The U.S. Department of Agriculture, through a cooperative agreement with USDA's Food and Nutrition Service (FNS) and the Food Research & Action Center (FRAC), has awarded $16 million in subgrants funding from the American Rescue Plan Act of 2021 to 36 projects aimed at testing innovative outreach strategies to increase participation and equity in the Special Supplemental Nutrition Program for Women, Infants, and Children known as WIC. The WIC Community Innovation and Outreach Project, or WIC CIAO, subgrantees include WIC state and local agencies and community-based organizations, including four subgrants led by tribal nations or entities.

"The Biden-Harris Administration is making a difference in the lives of pregnant women, moms, babies and young children by providing proven health interventions through the WIC program," said Agriculture Secretary Tom Vilsack. "We're pleased to work with such a strong and diverse group of subgrant partners across the nation to ensure everyone eligible for WIC can tap into its incredible benefits."

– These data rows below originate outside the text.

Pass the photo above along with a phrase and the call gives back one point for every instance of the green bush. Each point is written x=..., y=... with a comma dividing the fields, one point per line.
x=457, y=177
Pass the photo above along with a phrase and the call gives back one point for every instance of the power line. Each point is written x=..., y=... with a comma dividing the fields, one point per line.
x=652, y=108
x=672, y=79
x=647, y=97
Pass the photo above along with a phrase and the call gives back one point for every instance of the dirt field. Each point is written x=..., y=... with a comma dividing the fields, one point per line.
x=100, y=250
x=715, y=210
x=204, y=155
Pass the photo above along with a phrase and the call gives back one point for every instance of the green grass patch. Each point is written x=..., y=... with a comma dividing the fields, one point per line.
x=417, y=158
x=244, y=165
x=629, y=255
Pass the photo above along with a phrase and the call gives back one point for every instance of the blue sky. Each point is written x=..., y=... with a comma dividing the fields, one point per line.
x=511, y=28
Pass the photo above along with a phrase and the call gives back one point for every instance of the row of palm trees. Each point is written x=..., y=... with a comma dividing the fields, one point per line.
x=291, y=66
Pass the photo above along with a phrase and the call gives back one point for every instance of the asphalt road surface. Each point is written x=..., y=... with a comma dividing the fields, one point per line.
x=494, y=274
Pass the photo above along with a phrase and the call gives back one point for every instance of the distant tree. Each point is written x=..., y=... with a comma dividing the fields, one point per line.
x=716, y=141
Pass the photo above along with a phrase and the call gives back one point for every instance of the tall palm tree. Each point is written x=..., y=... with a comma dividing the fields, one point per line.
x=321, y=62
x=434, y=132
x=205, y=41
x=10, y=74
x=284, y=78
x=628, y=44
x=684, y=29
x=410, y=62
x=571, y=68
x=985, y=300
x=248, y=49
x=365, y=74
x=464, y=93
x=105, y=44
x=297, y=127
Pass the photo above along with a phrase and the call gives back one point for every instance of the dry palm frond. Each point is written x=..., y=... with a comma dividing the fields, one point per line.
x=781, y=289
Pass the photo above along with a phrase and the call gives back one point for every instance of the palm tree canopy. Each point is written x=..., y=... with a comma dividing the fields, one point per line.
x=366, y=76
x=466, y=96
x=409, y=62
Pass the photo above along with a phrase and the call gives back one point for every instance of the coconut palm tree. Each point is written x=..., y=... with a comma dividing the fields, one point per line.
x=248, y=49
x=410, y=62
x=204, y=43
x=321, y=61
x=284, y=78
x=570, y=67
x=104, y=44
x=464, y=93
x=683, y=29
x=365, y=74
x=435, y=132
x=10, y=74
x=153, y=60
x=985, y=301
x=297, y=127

WIC is one of the most powerful, evidence-based public health programs available, with a long history of improving health and developmental outcomes for children. Yet, only 50 percent of all eligible individuals participate in WIC, a shortfall of almost 6 million moms, babies, and young children missing out on key benefits.

"While our efforts to increase participation among eligible groups appear to be taking hold, we have more work to do," said Stacy Dean, deputy under secretary for Food, Nutrition and Consumer Services.

The WIC CIAO project aims to expand partnerships with community organizations and use community-level data to develop and implement innovative WIC outreach efforts. For example, projects include co-locating WIC staff at medical offices and partnering with Head Start in the Cherokee Nation in Oklahoma; developing culturally and linguistically appropriate materials for outreach to communities with large numbers of Middle Eastern and North African residents in Michigan; and increasing retention of Black and Latino families after infants turn one by addressing language, culture, and environmental barriers in Mobile County, Ala.